Alternatives médicamenteuses: choix d’un antalgique

  • L’antalgique de choix en première intention est le paracétamol(médicament bien évalué chez la femme enceinte) quelle que soit la période de grossesse.
  • L’aspirine et les anti-inflammatoires non stéroïdiens sont formellement contre-indiqués dès le sixième mois de grossesse (en dehors d’indications exceptionnelles nécessitant une surveillance spécialisée) principalement en raison d’une toxicité fœtale cardiopulmonaire et rénale.

Attention aux spécialités " homéopathiques " contenant de l’aspirine (exemple du Cephyl®).

Au premier trimestre, les données concernant les anti-inflammatoires et l’aspirine sont insuffisantes pour les proposer en conseil officinal, ce d’autant plus qu’il existe d’autres alternatives.

Ne pas proposer d’associations contenant de la codéine (ou de la caféine à fortes doses) en fin de grossesse (risque néonatal pour les fortes doses ou en cas d'utilisation prolongée).

  • Si la douleur est trop importante ou insuffisamment calmée par le paracétamol, il paraît plus prudent de conseiller une consultation médicale dans un but diagnostique pour évaluer le rapport bénéfice/risque.

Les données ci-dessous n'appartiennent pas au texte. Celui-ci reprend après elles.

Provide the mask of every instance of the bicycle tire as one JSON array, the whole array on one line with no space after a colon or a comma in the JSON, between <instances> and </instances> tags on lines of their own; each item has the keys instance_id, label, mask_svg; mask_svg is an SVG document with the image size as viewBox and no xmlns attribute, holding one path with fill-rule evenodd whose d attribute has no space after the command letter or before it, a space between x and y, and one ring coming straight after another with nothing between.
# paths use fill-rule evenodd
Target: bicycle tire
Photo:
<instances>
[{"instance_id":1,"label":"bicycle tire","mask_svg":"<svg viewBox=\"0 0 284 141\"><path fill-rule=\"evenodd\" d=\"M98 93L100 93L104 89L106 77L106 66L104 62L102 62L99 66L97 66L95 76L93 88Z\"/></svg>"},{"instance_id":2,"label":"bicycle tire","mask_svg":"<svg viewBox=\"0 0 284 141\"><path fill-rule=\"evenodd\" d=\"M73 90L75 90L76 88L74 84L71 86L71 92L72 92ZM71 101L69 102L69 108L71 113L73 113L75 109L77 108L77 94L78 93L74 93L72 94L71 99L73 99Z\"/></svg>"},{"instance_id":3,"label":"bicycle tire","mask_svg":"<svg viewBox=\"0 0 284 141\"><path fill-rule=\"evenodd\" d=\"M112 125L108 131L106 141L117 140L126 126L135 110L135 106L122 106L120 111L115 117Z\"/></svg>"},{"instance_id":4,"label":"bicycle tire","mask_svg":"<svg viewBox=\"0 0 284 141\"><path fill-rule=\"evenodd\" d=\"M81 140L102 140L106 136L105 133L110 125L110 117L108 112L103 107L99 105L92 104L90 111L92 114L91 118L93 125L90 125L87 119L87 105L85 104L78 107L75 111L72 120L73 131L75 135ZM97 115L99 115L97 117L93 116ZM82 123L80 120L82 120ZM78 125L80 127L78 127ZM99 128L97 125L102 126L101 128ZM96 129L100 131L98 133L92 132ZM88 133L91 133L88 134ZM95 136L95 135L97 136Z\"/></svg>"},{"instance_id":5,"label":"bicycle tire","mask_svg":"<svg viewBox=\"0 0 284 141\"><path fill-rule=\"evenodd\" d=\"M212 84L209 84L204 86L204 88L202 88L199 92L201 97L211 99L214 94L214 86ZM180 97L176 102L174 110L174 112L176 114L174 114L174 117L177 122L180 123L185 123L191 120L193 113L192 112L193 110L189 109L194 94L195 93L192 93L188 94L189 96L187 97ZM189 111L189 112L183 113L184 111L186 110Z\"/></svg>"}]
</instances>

En cas d’antécédent d’hypertension artérielle, on orientera la patiente vers le médecin.

Conseils d’hygiène de vie

Pour les lombalgies :

- Eviter les gestes brusques, en particulier lors du lever ou du coucher ou en montant l’escalier.

- Choisir une bonne literie et dormir sur le dos ou sur le côté les jambes repliées.

- Eviter les positions statiques prolongées : écarter les jambes lors d’une station prolongée debout, changer de position lors des stations assises.

- Eviter de porter du poids, se baisser en se pliant sur les jambes et éviter les torsions.

- Faire du sport de façon régulière en évitant les sports violents qui provoquent des secousses (jogging, vélo sur terrain accidenté, ski, tennis) et en préférant plutôt la marche, la natation, le cyclisme sur route, l’aquagym ou la gymnastique douce ; en réduisant les efforts.

- Eviter de porter des talons trop hauts.

- Proposer éventuellement un maintien lombaire adapté à la femme enceinte qui évite les faux mouvements.

Pour les céphalées:

Se mettre au repos, au calme, si besoin dans le noir, poser un gant d’eau froide sur le front.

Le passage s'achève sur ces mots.